Stop fraudulent accountingAccounting fraud has long been a prevalent and deep-seated problem. There had been various measures to tackle it, but fraudulent practices continue. Listed companies subject to routine audits live in fear of the bill they will get once the books are cleaned up.
Of course, the primary responsibility for stopping accounting fraud lies with the companies themselves. Companies can cook up the books and hide liabilities in many different ways if they want to, leaving their accountants to claim they could not uncover all those dubious practices.
But it is the accounting firm’s job to supervise and check a company’s financial figures to ensure they are correct. The results of those audits are the only objective criteria investors have for evaluating the companies they buy. If accounting fraud is tolerated, the stock market will lose the confidence of investors.

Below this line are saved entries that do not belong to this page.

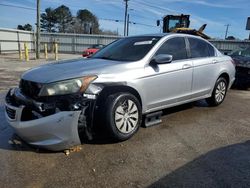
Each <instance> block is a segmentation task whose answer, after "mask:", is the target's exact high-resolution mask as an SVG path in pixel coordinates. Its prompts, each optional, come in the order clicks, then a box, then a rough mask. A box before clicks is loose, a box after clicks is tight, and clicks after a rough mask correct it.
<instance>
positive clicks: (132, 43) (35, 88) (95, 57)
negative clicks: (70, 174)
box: [6, 34, 235, 150]
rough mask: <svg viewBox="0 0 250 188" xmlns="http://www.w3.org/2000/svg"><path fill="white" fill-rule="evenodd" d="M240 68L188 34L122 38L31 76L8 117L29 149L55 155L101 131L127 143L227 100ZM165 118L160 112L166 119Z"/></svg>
mask: <svg viewBox="0 0 250 188" xmlns="http://www.w3.org/2000/svg"><path fill="white" fill-rule="evenodd" d="M234 76H235V68H234V65H233V61H232V59H231V58H230V57H228V56H225V55H222V54H221V53H220V52H219V51H218V50H217V49H216V48H215V47H214V46H213V45H211V44H210V43H209V42H208V41H206V40H203V39H201V38H199V37H195V36H191V35H185V34H156V35H143V36H132V37H127V38H122V39H119V40H117V41H115V42H113V43H111V44H110V45H108V46H106V47H105V48H103V49H101V50H100V51H98V52H97V53H96V54H95V55H93V56H92V57H91V58H89V59H75V60H69V61H61V62H56V63H51V64H46V65H42V66H40V67H37V68H34V69H32V70H29V71H27V72H26V73H24V74H23V75H22V77H21V81H20V84H19V87H18V88H12V89H10V90H9V92H8V94H7V96H6V117H7V120H8V123H9V124H10V125H11V126H12V127H13V128H14V130H15V131H16V133H17V134H18V135H19V136H20V137H21V138H22V139H23V140H25V141H26V142H27V143H29V144H31V145H33V146H37V147H42V148H46V149H49V150H63V149H68V148H70V147H72V146H75V145H79V144H81V139H80V136H81V135H83V137H84V138H87V139H90V140H91V139H93V135H94V132H95V129H94V127H95V125H96V123H95V122H96V121H97V120H98V121H100V122H101V123H100V124H99V125H98V126H101V127H97V129H99V128H104V129H105V130H106V131H107V132H108V133H109V135H110V137H112V138H114V139H116V140H118V141H123V140H126V139H128V138H130V137H131V136H133V135H134V134H135V133H136V131H137V130H138V129H139V127H140V125H141V123H142V116H143V117H149V118H146V119H147V122H146V123H145V124H150V120H152V121H156V120H157V118H154V117H155V116H157V113H156V112H158V111H161V110H162V109H164V108H168V107H172V106H176V105H180V104H184V103H188V102H191V101H196V100H200V99H206V100H207V102H208V103H209V104H210V105H213V106H217V105H219V104H221V103H222V102H223V100H224V99H225V96H226V92H227V90H228V89H229V88H230V87H231V85H232V83H233V81H234ZM158 115H159V114H158Z"/></svg>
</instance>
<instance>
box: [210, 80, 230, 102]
mask: <svg viewBox="0 0 250 188" xmlns="http://www.w3.org/2000/svg"><path fill="white" fill-rule="evenodd" d="M227 86H228V83H227V81H226V79H225V78H223V77H220V78H218V80H217V81H216V83H215V86H214V89H213V93H212V96H211V97H209V98H207V99H206V101H207V103H208V104H209V105H210V106H219V105H220V104H221V103H222V102H223V101H224V99H225V97H226V94H227Z"/></svg>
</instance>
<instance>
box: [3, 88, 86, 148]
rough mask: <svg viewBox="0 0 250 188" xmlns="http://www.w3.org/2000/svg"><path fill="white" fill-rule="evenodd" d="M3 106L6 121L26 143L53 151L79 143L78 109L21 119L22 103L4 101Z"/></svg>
mask: <svg viewBox="0 0 250 188" xmlns="http://www.w3.org/2000/svg"><path fill="white" fill-rule="evenodd" d="M9 93H10V92H9ZM9 93H8V95H9ZM5 108H6V110H5V116H6V119H7V122H8V123H9V125H10V126H11V127H13V128H14V130H15V132H16V133H17V135H18V136H20V137H21V138H22V139H23V140H24V141H26V142H27V143H28V144H31V145H33V146H36V147H39V148H45V149H48V150H53V151H60V150H64V149H69V148H70V147H72V146H75V145H79V144H81V141H80V138H79V134H78V119H79V116H80V114H81V111H80V110H79V111H59V112H56V113H54V114H52V115H48V116H45V117H40V118H38V119H34V120H27V121H21V117H22V112H23V110H24V108H25V106H24V105H20V106H14V105H11V104H8V103H7V102H6V104H5Z"/></svg>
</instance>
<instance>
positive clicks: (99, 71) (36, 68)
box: [22, 58, 124, 83]
mask: <svg viewBox="0 0 250 188" xmlns="http://www.w3.org/2000/svg"><path fill="white" fill-rule="evenodd" d="M121 64H124V62H123V63H122V62H117V61H111V60H104V59H83V58H79V59H73V60H66V61H59V62H54V63H49V64H46V65H42V66H39V67H36V68H33V69H30V70H28V71H27V72H25V73H24V74H23V75H22V79H24V80H29V81H33V82H38V83H50V82H56V81H61V80H67V79H71V78H77V77H82V76H86V75H98V74H101V73H106V72H110V71H111V69H112V70H114V68H115V67H117V66H118V65H121ZM111 67H112V68H111Z"/></svg>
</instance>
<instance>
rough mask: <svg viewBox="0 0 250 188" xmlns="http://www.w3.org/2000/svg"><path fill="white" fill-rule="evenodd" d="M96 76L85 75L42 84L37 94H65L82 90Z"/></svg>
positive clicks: (87, 86)
mask: <svg viewBox="0 0 250 188" xmlns="http://www.w3.org/2000/svg"><path fill="white" fill-rule="evenodd" d="M96 78H97V76H86V77H83V78H75V79H71V80H64V81H60V82H54V83H50V84H45V85H43V87H42V89H41V91H40V93H39V96H53V95H66V94H71V93H78V92H84V91H85V90H86V89H87V88H88V86H89V84H90V83H91V82H92V81H94V80H95V79H96Z"/></svg>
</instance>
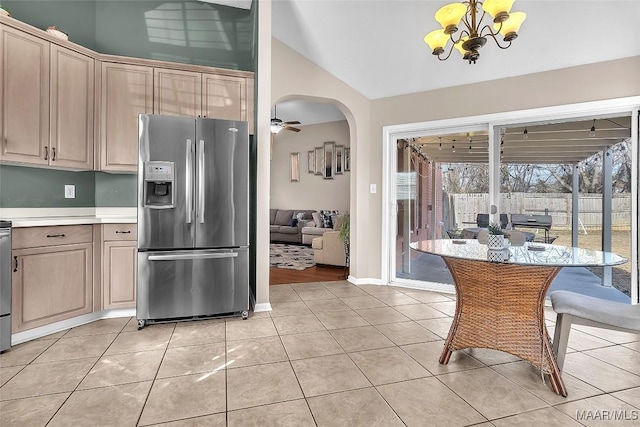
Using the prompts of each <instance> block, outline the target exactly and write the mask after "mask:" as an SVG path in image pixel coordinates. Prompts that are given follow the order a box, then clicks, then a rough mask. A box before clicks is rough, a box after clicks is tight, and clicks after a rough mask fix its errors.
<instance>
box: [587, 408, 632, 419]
mask: <svg viewBox="0 0 640 427" xmlns="http://www.w3.org/2000/svg"><path fill="white" fill-rule="evenodd" d="M639 419H640V410H637V409H631V410H628V409H614V410H607V409H602V410H600V409H585V410H578V411H576V420H578V421H638V420H639Z"/></svg>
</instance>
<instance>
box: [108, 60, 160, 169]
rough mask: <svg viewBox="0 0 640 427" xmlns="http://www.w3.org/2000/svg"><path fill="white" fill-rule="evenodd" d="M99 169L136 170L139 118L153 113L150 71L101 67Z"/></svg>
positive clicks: (108, 62)
mask: <svg viewBox="0 0 640 427" xmlns="http://www.w3.org/2000/svg"><path fill="white" fill-rule="evenodd" d="M101 99H102V110H101V126H100V169H101V170H105V171H131V172H135V171H137V169H138V114H140V113H152V112H153V68H151V67H146V66H140V65H126V64H118V63H113V62H103V63H102V96H101Z"/></svg>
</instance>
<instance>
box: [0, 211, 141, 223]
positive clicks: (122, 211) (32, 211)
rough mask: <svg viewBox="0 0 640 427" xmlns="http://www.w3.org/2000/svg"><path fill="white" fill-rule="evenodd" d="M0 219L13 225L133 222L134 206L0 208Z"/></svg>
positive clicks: (125, 222) (135, 221) (121, 222)
mask: <svg viewBox="0 0 640 427" xmlns="http://www.w3.org/2000/svg"><path fill="white" fill-rule="evenodd" d="M0 219H5V220H8V221H11V223H12V226H13V227H44V226H52V225H80V224H135V223H136V222H137V209H136V208H13V209H1V210H0Z"/></svg>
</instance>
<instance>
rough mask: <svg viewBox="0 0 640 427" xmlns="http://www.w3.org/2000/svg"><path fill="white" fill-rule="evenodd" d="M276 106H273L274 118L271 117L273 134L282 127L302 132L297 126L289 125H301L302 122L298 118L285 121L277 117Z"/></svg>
mask: <svg viewBox="0 0 640 427" xmlns="http://www.w3.org/2000/svg"><path fill="white" fill-rule="evenodd" d="M276 108H277V106H275V105H274V106H273V118H272V119H271V126H270V129H271V133H272V134H275V133H278V132H280V131H281V130H282V129H286V130H291V131H294V132H300V129H299V128H296V127H293V126H289V125H300V124H302V123H300V122H299V121H297V120H294V121H290V122H283V121H282V120H280V119H279V118H278V117H277V113H276V111H277V110H276Z"/></svg>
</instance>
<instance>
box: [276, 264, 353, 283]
mask: <svg viewBox="0 0 640 427" xmlns="http://www.w3.org/2000/svg"><path fill="white" fill-rule="evenodd" d="M348 276H349V271H348V270H346V271H345V268H344V267H332V266H329V265H316V266H313V267H309V268H305V269H304V270H289V269H285V268H274V267H271V268H270V269H269V285H285V284H290V283H309V282H335V281H338V280H345V279H346V278H347V277H348Z"/></svg>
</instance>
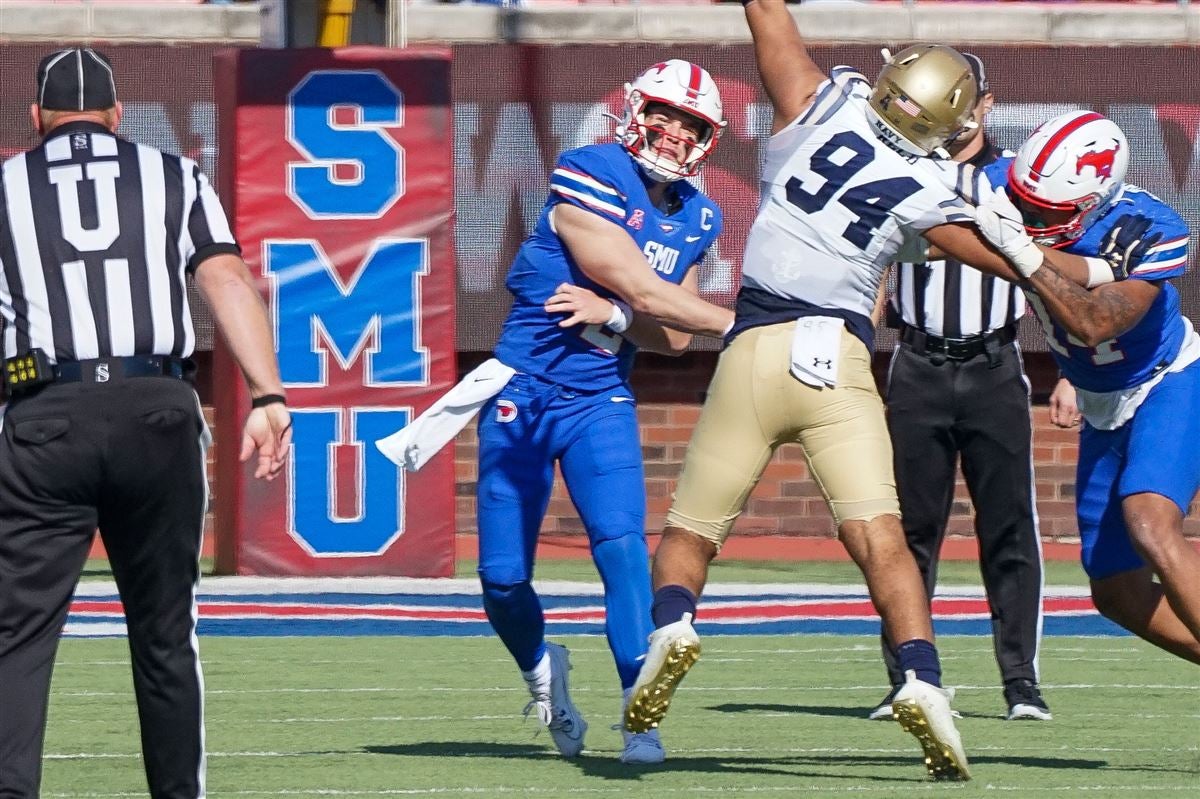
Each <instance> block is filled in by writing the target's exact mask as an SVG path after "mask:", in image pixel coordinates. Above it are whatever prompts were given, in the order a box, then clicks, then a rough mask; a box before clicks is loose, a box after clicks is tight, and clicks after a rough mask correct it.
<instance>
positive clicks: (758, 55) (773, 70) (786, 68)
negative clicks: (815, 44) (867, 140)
mask: <svg viewBox="0 0 1200 799" xmlns="http://www.w3.org/2000/svg"><path fill="white" fill-rule="evenodd" d="M745 13H746V24H749V25H750V35H751V36H752V37H754V55H755V60H756V61H757V62H758V76H760V77H761V78H762V85H763V89H766V90H767V96H768V97H769V98H770V104H772V107H773V108H774V109H775V122H774V125H773V127H772V132H773V133H775V132H779V131H780V130H782V128H784V127H785V126H787V125H788V124H790V122H791V121H792V120H794V119H796V118H797V116H799V115H800V114H802V113H803V112H804V109H806V108H808V107H809V104H811V103H812V97H814V96H815V95H816V92H817V86H820V85H821V83H822V82H823V80H824V79H826V74H824V72H822V71H821V67H818V66H817V65H816V62H814V61H812V59H811V58H810V56H809V50H808V48H806V47H804V40H803V38H802V37H800V30H799V28H798V26H797V25H796V19H794V18H793V17H792V13H791V12H790V11H788V10H787V6H786V5H785V4H784V0H750V1H749V2H748V4H746V5H745Z"/></svg>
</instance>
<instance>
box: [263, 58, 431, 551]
mask: <svg viewBox="0 0 1200 799" xmlns="http://www.w3.org/2000/svg"><path fill="white" fill-rule="evenodd" d="M402 100H403V98H402V95H401V92H400V91H398V90H397V89H396V88H395V86H394V85H392V84H391V83H390V82H389V80H388V79H386V78H385V77H384V76H383V74H382V73H379V72H377V71H373V70H365V71H364V70H347V71H343V70H323V71H314V72H311V73H308V74H307V76H305V77H304V78H302V79H301V80H300V82H299V83H298V84H296V86H295V88H294V89H293V90H292V92H290V94H289V95H288V103H287V108H286V113H287V139H288V142H289V143H290V144H292V145H293V146H294V149H295V150H296V151H298V152H299V154H300V155H301V156H302V157H304V160H302V161H293V162H290V163H288V164H287V193H288V197H290V198H292V200H293V202H294V203H295V205H296V206H298V208H299V209H300V210H301V211H302V212H304V214H305V216H307V217H308V218H311V220H313V226H312V228H311V230H312V233H311V234H310V235H314V236H319V240H318V239H316V238H313V239H308V238H305V239H286V240H280V239H275V240H266V241H264V242H263V272H264V275H265V276H266V278H268V281H269V284H270V293H271V299H272V304H271V305H272V308H274V317H275V319H274V322H275V336H276V344H277V348H278V360H280V371H281V376H282V378H283V384H284V385H286V386H288V388H289V389H290V388H313V389H324V390H329V386H330V384H331V383H332V382H334V379H335V378H336V379H337V384H338V385H340V386H341V385H344V379H343V378H341V377H338V376H340V374H342V376H344V374H346V373H350V374H353V376H354V377H358V374H359V373H361V388H353V383H354V380H353V379H352V389H350V390H349V391H343V390H337V391H336V392H335V391H334V390H329V392H328V394H326V392H324V391H323V392H322V394H317V395H312V394H310V395H307V396H308V397H316V399H314V401H308V402H302V403H301V404H302V405H307V407H299V408H293V416H292V419H293V453H292V463H290V467H289V471H288V476H289V482H288V506H287V534H288V535H289V536H290V537H292V539H294V540H295V541H296V543H298V545H299V546H300V547H301V548H302V549H304V551H305V552H306V553H308V554H310V555H311V557H314V558H338V557H371V555H378V554H382V553H384V552H385V551H386V549H388V548H389V547H390V546H391V545H392V543H394V542H395V541H396V539H397V537H400V535H401V534H402V533H403V530H404V476H403V471H402V470H401V469H400V467H397V465H396V464H394V463H391V462H390V461H389V459H388V458H386V457H384V456H383V453H382V452H379V450H378V449H377V447H376V445H374V441H376V440H377V439H379V438H383V437H385V435H389V434H390V433H394V432H395V431H397V429H400V428H402V427H404V426H406V425H408V422H409V421H410V419H412V415H413V414H412V408H410V407H406V405H403V401H402V403H401V405H398V407H397V405H392V407H376V405H374V404H373V401H376V398H377V397H378V394H374V392H372V391H371V389H378V388H386V389H392V392H391V394H390V395H389V397H388V398H389V399H390V401H391V402H392V403H395V402H396V394H395V388H400V386H422V385H428V380H430V353H428V350H427V348H426V347H424V346H422V335H421V318H422V313H421V292H420V286H421V278H422V276H425V275H427V274H428V271H430V269H428V262H430V253H428V251H430V246H428V241H427V240H426V239H400V238H388V236H385V235H383V236H379V238H376V239H373V240H372V239H370V238H368V239H367V241H366V245H365V254H361V253H362V252H364V241H362V238H364V236H362V232H364V230H362V228H361V227H360V228H358V229H356V232H354V233H350V232H346V230H344V229H343V228H340V227H338V226H336V224H325V221H332V220H347V218H353V220H367V221H370V220H379V221H380V223H379V224H376V226H368V227H367V230H368V236H370V230H371V228H372V227H373V228H374V229H376V230H379V232H386V230H389V229H395V228H397V227H400V226H398V223H397V220H395V218H394V217H395V214H391V211H392V210H394V209H396V208H397V206H396V203H397V200H400V199H401V198H402V197H403V196H404V151H403V149H402V148H401V146H400V145H398V144H397V143H396V142H395V140H394V139H392V137H391V136H390V134H389V132H388V130H386V128H389V127H398V126H400V125H401V124H402V122H403V104H402ZM361 224H362V223H360V226H361ZM306 233H307V232H306ZM341 253H353V254H352V256H349V258H353V259H354V260H355V262H356V263H335V260H334V259H335V258H338V259H341V260H347V256H342V254H341ZM331 256H332V257H331ZM330 356H332V358H330ZM331 367H332V368H331ZM326 397H328V398H326ZM323 401H324V402H323Z"/></svg>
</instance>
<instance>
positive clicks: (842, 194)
mask: <svg viewBox="0 0 1200 799" xmlns="http://www.w3.org/2000/svg"><path fill="white" fill-rule="evenodd" d="M847 151H848V155H847ZM874 160H875V148H872V146H871V145H870V144H869V143H868V142H866V140H864V139H863V137H860V136H858V134H857V133H853V132H851V131H842V132H841V133H838V134H836V136H834V137H833V138H830V139H829V140H828V142H826V143H824V144H823V145H822V146H821V149H820V150H817V151H816V152H814V154H812V157H811V158H810V160H809V167H810V168H811V169H812V172H814V173H816V174H817V175H818V176H820V178H823V179H824V181H823V182H822V184H821V187H820V188H817V191H815V192H809V191H806V190H805V188H804V184H803V181H800V179H799V178H796V176H792V178H790V179H788V180H787V182H786V184H785V185H784V188H785V190H786V191H787V202H788V203H791V204H792V205H794V206H797V208H798V209H800V210H802V211H804V212H805V214H816V212H817V211H820V210H821V209H823V208H824V206H826V205H828V204H829V200H830V199H833V197H834V194H836V193H838V192H839V191H840V190H841V188H842V187H844V186H845V185H846V184H847V182H850V180H851V179H852V178H853V176H854V175H857V174H858V173H859V172H862V170H863V167H865V166H866V164H869V163H871V161H874ZM919 191H920V184H919V182H917V180H916V179H913V178H884V179H883V180H872V181H870V182H868V184H862V185H859V186H852V187H851V188H847V190H846V191H844V192H842V193H841V196H840V197H839V198H838V202H839V203H841V204H842V205H845V206H846V209H847V210H848V211H850V212H851V214H853V215H854V216H856V217H857V218H856V220H854V221H853V222H851V223H850V224H847V226H846V229H845V230H842V232H841V235H842V238H844V239H846V240H847V241H850V242H851V244H853V245H854V246H856V247H859V248H864V250H865V248H866V246H868V245H869V244H870V241H871V235H872V234H874V233H875V229H876V228H878V227H880V226H881V224H883V221H884V220H887V218H888V214H890V212H892V209H894V208H895V206H896V205H899V204H900V203H902V202H904V200H906V199H908V198H910V197H912V196H913V194H916V193H917V192H919Z"/></svg>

The Seoul Central District Court ruled in favor of shareholders of Forhuman and ordered the computer software company’s accountant, Samil PricewaterhouseCoopers, to pay 14 billion won ($13.25 million) in damages. This is the first major ruling against an accounting firm. Over the last three years, accounting firms had to pay a total of 3.4 billion won for partial responsibility and settlements in accounting scandal cases. Incorporated accounting companies came up with clever ways to escape responsibility over charged of negligence. For instance, the accountants at one company all quit en masse and then just created a new company to avoid a lawsuit against their former employer.
The latest court ruling demands a drastic change in the mind set and practices of accounting firms. Now that collective legal action on securities deals is possible, accountants can be pursued by lawsuits. They could end up paying a heavy price if they join with their clients in winking at fraud or collaborating in manipulating financial figures.
Accounting firms are now required to perform more rigorous audits and some worry about the quality of their audits. But their job is to pore over the books and dig up questionable numbers. They must strive to find the danger signs so that they can help prevent bad companies going worse and better protect investors from further losses. If bad signs are discovered, they must make a clear diagnosis to send the right message to the market. In that way, accounting firms will rightfully contribute to weeding out fraudulent companies and keep the market healthy.